"If you build it, they will come" is a catch phrase made famous by the film "Field of Dreams." As we roll into 2021, invention is born of necessity, not dreams. Customer-focused health care for all would answer a need, and would go a long way to restoring credibility to a health care system in which underserved communities have lost faith.
According to a December 23rd story in the Bronx Times, Bronx Borough President Ruben Diaz Jr. recently hosted a panel of experts to discuss the vaccine roll-out. While it's fabulous that Mr. Diaz hosted that panel, it was reportedly said that the new mRNA vaccines represent an "advancement from earlier treatments, such as the antibody cocktail Regeneron." That's misleading, as prevention and antibody treatment are not the same thing; they are two legs of a stool on which an effective response to the COVID pandemic depends. What they have in common is that both involve needles going into arms, and neither requires hospitalization. Though they are being distributed through hospitals, vaccines and supplemental antibodies are both outpatient drugs. Which to take comes down to whether the recipient is COVID positive on the day of administration, and the way to know that is to get a COVID test on the way in. That's the logic of having a single, one-stop facility.
It's important to listen. This writer has heard people being told that they 'should' get vaccinated. This 'messaging' leaves people feeling preached at, in some cases by people who have not delivered for marginalized communities in the past. While the message is basically right and commendable, it puts the shoe on the wrong foot. Our health care delivery system DOES have something to prove. If McDonald's can offer burgers AND fries, outpatient walk-in centers can offer testing, vaccine, AND early therapeutic treatment.
It's no longer the case that there's only enough REGN-COV2 and Bamlanivimab for members of the Trump Administration and residents of the wealthiest retirement communities.
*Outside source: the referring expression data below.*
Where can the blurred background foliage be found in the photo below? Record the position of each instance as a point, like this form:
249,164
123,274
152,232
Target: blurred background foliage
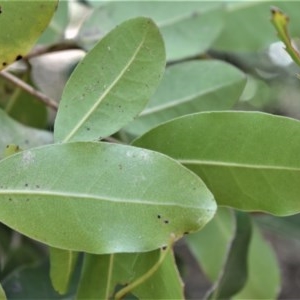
221,55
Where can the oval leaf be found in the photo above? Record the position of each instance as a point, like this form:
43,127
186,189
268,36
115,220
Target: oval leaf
190,87
21,136
248,160
113,82
188,27
101,198
21,24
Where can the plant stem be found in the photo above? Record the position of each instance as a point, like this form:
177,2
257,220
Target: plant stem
29,89
120,294
109,275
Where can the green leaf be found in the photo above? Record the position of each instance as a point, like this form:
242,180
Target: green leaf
25,108
263,270
29,19
113,83
31,282
56,29
102,273
249,160
75,190
2,293
248,28
191,87
62,264
188,28
215,235
15,133
280,22
235,271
Hospitals have it; it's being distributed to them through state health departments. Northwell, a private health care system that serves Long Island and parts of Queens and Manhattan, has set up a hotline so their providers can schedule time at infusion centers for patients to receive Bamlanivimab. Montefiore, a private health care system that serves The Bronx, has not, and neither has NYC Health & Hospitals, the City of New York's department that runs Jacobi Hospital, among others. Our community's medical school, Einstein, enjoys ties to both Montefiore and Jacobi.
My proposal: erect a high-end fabric shelter, 200' x 100', in the Einstein College of Medicine parking lot. It should be for outpatient COVID testing, vaccination, and treatment only, initiated walk-in or drive-thru, and should not replace any other hospital function. It should have (self-contained, modular) negative-pressure infusion rooms, provision for easy and frequent bathroom cleaning and disinfection, and a raised, perforated floor throughout. In winter hot air can be supplied beneath the floor and vented out the peak of the roof, providing a continual updraft throughout the building. In summer this can be reversed, drawing air out through the floor in the manner of manufacturing "clean rooms." Both service and waiting areas can be partitioned with clear Plexiglas, so everyone can be seen, and nobody is lost in the shuffle. Customer experience, satisfaction, and safety are watchwords.
I began with a catch phrase, and I'll end with one, from a presidential campaign 13 years ago. "Yes we can."